Au cours de sa plaidoirie, Maître Gil, l'avocat de La Poste précise que de 2005 à 2011, plus de 22 000 agents ont pu accéder à des contrats en CDI. «Dans le cas de Mme C. La Poste regrette qu'il n'y ait pas eu de tentative de règlement à l'amiable, puisqu'elle a fait le choix de saisir directement la juridiction des prud'hommes ou elle a formulé des demandes pour une somme cumulée de près de 80 000 €, hors demandes indéterminées. Sur le sujet de la discrimination indirecte homme-femme, La Poste s'engage depuis de nombreuses années en faveur de l'égalité professionnelle entre les hommes et les femmes.»

Le jugement a été mis en délibéré au 27 mai.

Gisèle Dos Santos - la dépêche du midi, le 26 mars 2013

Montauban : La CAF et la Poste au banc des accusés

CAF : rassemblement contre la sanction infligée au délégué syndical

On revendique sans doute mieux le ventre plein. Hier, à l'heure de la pause déjeuner, les salariés de la CAF (Caisse d'allocations familiales) de Tarn-et-Garonne ont organisé, après avoir déposé un préavis de grève, un pique-nique revendicatif devant leur lieu de travail. Motif du mouvement de colère : Sébastien Turon, délégué CGT a écopé d'une sanction disciplinaire après n'avoir pas «respecté une note de la direction interdisant aux salariés de passer dans le hall d'accueil.» Les grévistes ont demandé l'annulation du blâme : «La note existe, c'est un fait. Mais en tant que délégué du personnel et secrétaire au comité d'entreprise, je me déplace souvent dans l'établissement.

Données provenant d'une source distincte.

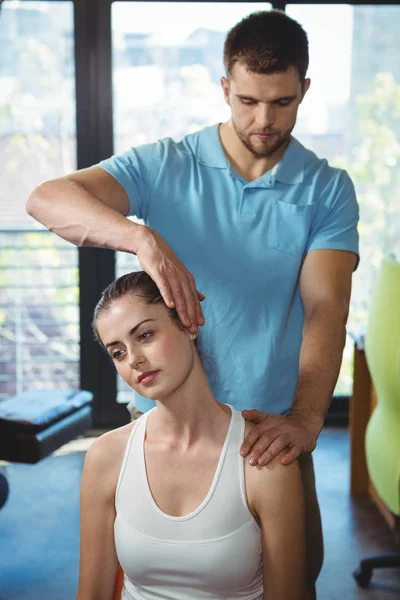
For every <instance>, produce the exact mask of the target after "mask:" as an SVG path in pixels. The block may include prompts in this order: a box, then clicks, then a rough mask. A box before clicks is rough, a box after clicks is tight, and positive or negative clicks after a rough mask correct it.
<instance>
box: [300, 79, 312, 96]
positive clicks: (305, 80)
mask: <svg viewBox="0 0 400 600" xmlns="http://www.w3.org/2000/svg"><path fill="white" fill-rule="evenodd" d="M310 85H311V79H310V78H309V77H307V79H305V80H304V83H303V89H302V90H301V100H300V102H303V100H304V96H305V95H306V94H307V92H308V90H309V89H310Z"/></svg>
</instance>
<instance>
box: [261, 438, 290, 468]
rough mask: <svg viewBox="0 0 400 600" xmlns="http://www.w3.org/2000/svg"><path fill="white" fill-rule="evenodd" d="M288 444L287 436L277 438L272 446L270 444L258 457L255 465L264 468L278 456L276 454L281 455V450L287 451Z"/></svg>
mask: <svg viewBox="0 0 400 600" xmlns="http://www.w3.org/2000/svg"><path fill="white" fill-rule="evenodd" d="M288 442H289V438H288V436H285V435H280V436H279V437H277V438H276V439H275V440H274V441H273V442H272V444H270V445H269V446H268V448H266V449H265V451H264V452H262V453H261V454H260V455H259V456H258V462H257V464H258V465H260V466H264V465H267V464H268V463H270V462H271V461H272V460H273V459H274V458H275V457H276V456H278V454H281V453H282V451H283V450H285V449H288Z"/></svg>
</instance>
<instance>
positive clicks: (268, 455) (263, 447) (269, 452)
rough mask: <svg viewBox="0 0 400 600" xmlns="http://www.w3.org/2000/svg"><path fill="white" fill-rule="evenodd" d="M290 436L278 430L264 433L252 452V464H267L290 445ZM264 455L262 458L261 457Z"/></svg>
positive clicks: (252, 450) (254, 464) (263, 464)
mask: <svg viewBox="0 0 400 600" xmlns="http://www.w3.org/2000/svg"><path fill="white" fill-rule="evenodd" d="M288 441H289V440H288V438H287V436H285V435H279V433H278V432H276V431H275V432H274V433H272V432H268V433H264V434H263V435H262V436H261V437H260V439H259V440H258V442H257V443H256V444H255V445H254V447H253V448H252V450H251V452H250V459H249V463H250V464H251V465H256V464H259V465H266V464H268V463H269V462H270V461H271V460H272V459H273V458H274V457H275V456H276V455H277V454H279V452H282V450H283V449H284V448H286V446H287V445H288ZM261 457H262V458H261Z"/></svg>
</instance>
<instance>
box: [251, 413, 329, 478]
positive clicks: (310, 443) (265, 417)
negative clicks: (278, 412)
mask: <svg viewBox="0 0 400 600" xmlns="http://www.w3.org/2000/svg"><path fill="white" fill-rule="evenodd" d="M242 416H243V417H244V418H245V419H246V420H248V421H252V422H253V423H255V426H254V427H252V428H251V430H250V432H249V433H248V435H247V436H246V439H245V440H244V442H243V444H242V446H241V449H240V453H241V455H242V456H247V455H248V454H250V459H249V463H250V465H252V466H254V465H257V464H258V465H266V464H268V463H269V462H271V461H272V460H273V459H274V458H275V457H276V456H278V455H279V454H280V453H282V452H283V451H284V453H283V455H282V458H281V463H282V464H285V465H289V464H290V463H292V462H294V461H295V460H296V459H297V458H298V457H299V456H300V455H301V454H303V452H312V451H313V450H314V448H315V446H316V445H317V438H318V435H319V433H320V431H321V428H322V425H320V424H317V423H313V422H312V421H311V420H307V419H306V418H305V417H302V416H300V415H295V414H293V415H287V416H283V415H276V414H266V413H262V412H260V411H258V410H244V411H242Z"/></svg>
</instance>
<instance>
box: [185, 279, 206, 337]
mask: <svg viewBox="0 0 400 600" xmlns="http://www.w3.org/2000/svg"><path fill="white" fill-rule="evenodd" d="M198 294H199V292H198V291H197V289H196V282H195V280H194V277H193V275H192V274H191V273H190V272H188V288H187V291H186V302H187V306H188V314H189V318H190V320H191V327H190V331H191V332H192V333H197V328H198V327H199V326H200V325H204V316H203V312H202V310H201V306H200V299H199V295H198Z"/></svg>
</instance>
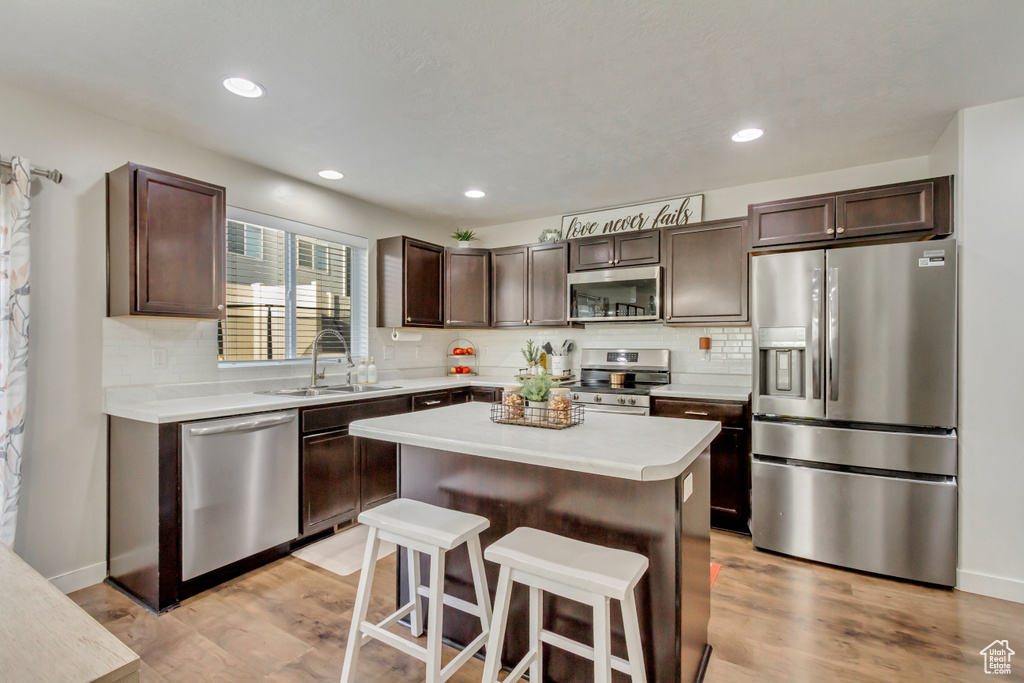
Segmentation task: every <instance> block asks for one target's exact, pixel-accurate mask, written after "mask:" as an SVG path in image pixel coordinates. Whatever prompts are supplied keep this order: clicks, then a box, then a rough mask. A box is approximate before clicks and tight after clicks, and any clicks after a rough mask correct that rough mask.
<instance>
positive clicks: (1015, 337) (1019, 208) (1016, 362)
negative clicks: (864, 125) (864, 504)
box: [934, 98, 1024, 602]
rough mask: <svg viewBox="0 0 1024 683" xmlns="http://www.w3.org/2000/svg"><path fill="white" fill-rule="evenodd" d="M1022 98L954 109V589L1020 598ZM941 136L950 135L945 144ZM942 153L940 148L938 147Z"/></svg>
mask: <svg viewBox="0 0 1024 683" xmlns="http://www.w3.org/2000/svg"><path fill="white" fill-rule="evenodd" d="M1022 124H1024V98H1021V99H1013V100H1009V101H1004V102H998V103H995V104H988V105H985V106H977V108H973V109H969V110H965V111H963V112H961V114H959V115H958V117H957V118H956V119H954V120H953V122H952V123H951V124H950V126H951V128H952V130H949V129H947V131H946V134H944V135H943V137H942V138H940V140H939V141H940V143H942V144H941V145H940V150H939V151H938V152H937V153H936V154H935V155H934V157H935V162H936V164H940V163H944V164H948V163H949V159H950V158H951V154H950V152H949V150H951V148H958V150H959V155H958V156H959V160H958V166H959V170H961V172H959V177H958V181H959V182H958V185H957V197H958V200H959V201H958V205H957V207H958V208H957V212H956V213H957V219H958V222H957V236H958V241H959V246H961V301H959V308H961V321H959V330H961V348H959V385H961V386H959V391H961V395H959V398H961V411H959V425H961V428H959V445H961V467H959V472H961V477H959V486H961V499H959V503H961V509H959V513H961V528H959V538H961V543H959V570H958V587H959V588H961V589H962V590H965V591H970V592H973V593H982V594H985V595H991V596H994V597H1000V598H1005V599H1010V600H1016V601H1018V602H1024V442H1022V440H1021V432H1020V419H1021V416H1020V412H1021V407H1022V405H1024V400H1022V398H1021V396H1022V392H1024V356H1022V354H1021V351H1020V348H1019V345H1020V340H1021V339H1024V306H1022V303H1021V300H1022V299H1021V297H1022V293H1024V265H1022V263H1024V261H1022V255H1024V219H1022V218H1021V211H1020V197H1021V190H1022V188H1024V125H1022ZM947 136H948V139H946V138H947ZM943 148H944V151H943Z"/></svg>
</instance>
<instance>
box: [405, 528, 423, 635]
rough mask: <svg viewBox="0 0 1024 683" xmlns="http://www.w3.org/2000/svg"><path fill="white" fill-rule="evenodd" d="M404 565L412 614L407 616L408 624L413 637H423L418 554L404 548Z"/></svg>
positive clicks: (419, 556) (422, 622) (422, 616)
mask: <svg viewBox="0 0 1024 683" xmlns="http://www.w3.org/2000/svg"><path fill="white" fill-rule="evenodd" d="M406 563H407V564H408V565H409V567H408V572H407V573H408V574H409V597H410V600H411V601H412V602H413V613H412V614H410V615H409V623H410V626H411V627H412V630H413V636H414V637H415V638H419V637H420V636H422V635H423V598H422V597H421V596H420V554H419V553H418V552H416V551H415V550H413V549H412V548H406Z"/></svg>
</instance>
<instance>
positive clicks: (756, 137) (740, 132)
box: [732, 128, 765, 142]
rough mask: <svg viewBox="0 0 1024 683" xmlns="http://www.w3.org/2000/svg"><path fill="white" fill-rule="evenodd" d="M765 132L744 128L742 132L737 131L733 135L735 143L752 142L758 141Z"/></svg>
mask: <svg viewBox="0 0 1024 683" xmlns="http://www.w3.org/2000/svg"><path fill="white" fill-rule="evenodd" d="M764 134H765V132H764V131H763V130H761V129H760V128H743V129H742V130H737V131H736V132H735V133H733V134H732V141H733V142H750V141H751V140H756V139H758V138H759V137H761V136H762V135H764Z"/></svg>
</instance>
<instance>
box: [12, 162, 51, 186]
mask: <svg viewBox="0 0 1024 683" xmlns="http://www.w3.org/2000/svg"><path fill="white" fill-rule="evenodd" d="M0 166H3V167H4V168H7V169H9V168H10V162H9V161H7V160H6V159H3V160H0ZM31 170H32V174H33V175H41V176H43V177H44V178H47V179H48V180H52V181H53V182H55V183H57V184H60V181H61V180H63V175H62V174H61V173H60V171H58V170H56V169H55V168H54V169H48V168H39V167H37V166H33V167H32V169H31Z"/></svg>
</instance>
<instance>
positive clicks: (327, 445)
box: [302, 427, 360, 535]
mask: <svg viewBox="0 0 1024 683" xmlns="http://www.w3.org/2000/svg"><path fill="white" fill-rule="evenodd" d="M357 440H358V439H356V437H354V436H351V435H349V433H348V428H347V427H346V428H345V429H339V430H337V431H331V432H325V433H323V434H313V435H311V436H304V437H302V533H303V535H307V533H313V532H315V531H319V530H321V529H325V528H327V527H329V526H334V525H335V524H339V523H341V522H344V521H348V520H349V519H351V518H352V517H354V516H355V515H357V514H358V512H359V469H360V468H359V449H358V444H357Z"/></svg>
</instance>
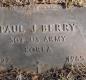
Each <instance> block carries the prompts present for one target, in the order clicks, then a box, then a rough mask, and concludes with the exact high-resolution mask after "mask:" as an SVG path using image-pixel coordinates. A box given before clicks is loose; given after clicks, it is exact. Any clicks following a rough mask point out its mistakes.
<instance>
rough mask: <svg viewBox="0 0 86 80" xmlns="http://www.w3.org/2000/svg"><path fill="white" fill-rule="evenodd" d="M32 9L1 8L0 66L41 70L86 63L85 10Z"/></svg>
mask: <svg viewBox="0 0 86 80" xmlns="http://www.w3.org/2000/svg"><path fill="white" fill-rule="evenodd" d="M44 5H45V6H44ZM35 6H37V7H32V6H31V7H32V8H29V9H28V7H14V8H6V7H5V8H4V7H1V8H0V65H1V66H5V67H9V65H14V66H17V67H22V68H30V69H33V70H36V69H37V67H38V69H39V71H41V70H43V68H45V67H46V68H47V67H48V68H49V67H51V66H53V65H58V66H62V65H63V64H64V63H65V62H67V63H72V64H74V63H79V62H81V63H85V62H86V61H85V60H86V45H85V44H86V28H85V26H86V20H85V19H86V17H85V16H86V8H84V7H83V8H82V7H81V8H78V7H73V8H71V9H63V8H61V6H55V5H51V6H49V5H48V6H47V5H46V4H41V5H40V4H38V5H35ZM44 7H45V8H44ZM46 7H47V8H46ZM53 7H54V8H53ZM26 9H27V10H26Z"/></svg>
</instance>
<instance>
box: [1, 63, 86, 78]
mask: <svg viewBox="0 0 86 80" xmlns="http://www.w3.org/2000/svg"><path fill="white" fill-rule="evenodd" d="M18 78H21V79H20V80H86V66H85V65H84V64H82V63H80V64H77V65H76V64H75V65H71V64H64V66H63V67H62V68H58V67H54V68H51V69H49V70H47V71H45V72H43V73H40V74H39V73H34V72H28V71H24V70H21V69H18V68H13V67H10V68H8V69H7V70H3V71H1V72H0V80H18Z"/></svg>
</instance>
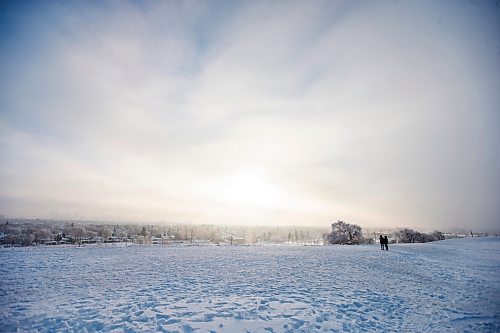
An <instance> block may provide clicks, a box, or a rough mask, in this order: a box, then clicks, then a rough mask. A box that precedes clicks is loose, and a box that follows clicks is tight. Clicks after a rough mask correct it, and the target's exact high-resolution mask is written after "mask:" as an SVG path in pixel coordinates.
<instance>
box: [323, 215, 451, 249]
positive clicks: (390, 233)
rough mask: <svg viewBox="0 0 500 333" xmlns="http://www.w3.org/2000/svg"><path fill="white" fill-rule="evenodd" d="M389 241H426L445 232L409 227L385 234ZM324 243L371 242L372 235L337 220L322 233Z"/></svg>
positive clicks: (441, 235) (355, 226)
mask: <svg viewBox="0 0 500 333" xmlns="http://www.w3.org/2000/svg"><path fill="white" fill-rule="evenodd" d="M387 236H388V237H389V238H390V241H391V243H427V242H433V241H438V240H444V239H445V234H444V233H443V232H441V231H437V230H436V231H433V232H432V233H423V232H419V231H415V230H413V229H409V228H402V229H397V230H394V231H393V232H391V233H390V234H389V235H387ZM324 239H325V243H327V244H342V245H345V244H347V245H353V244H363V243H373V242H375V239H374V238H372V237H364V236H363V231H362V228H361V227H360V226H358V225H356V224H351V223H347V222H344V221H341V220H338V221H337V222H335V223H332V225H331V231H330V232H328V233H325V234H324Z"/></svg>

Les fais se sont déroulés en début d'année et la sanction est tombée fin février», raconte celui qui est délégué CGT à la CAF depuis novembre 2012.

Venu soutenir cette action des salariés de la CAF, Antoine Lopez, secrétaire de l'UD CGT 82 estime que «sans même parler de la pertinence de la note, la sanction est totalement injustifiée. On ne peut pas limiter les déplacements d'un délégué syndical au sein d'une entreprise. C'est un délit d'entrave. Une procédure est engagée aux prud'hommes pour faire annuler la sanction. L'initiative de ce pique-nique est également symbolique pour dénoncer un climat social qui se tend de plus en plus.»

Pour l'heure, la direction de la CAF n'a pas souhaité réagir hier au mouvement d'humeur de son personnel. Une chose est sûre : elle n'entend pas revenir sur le blâme infligé au délégué CGT.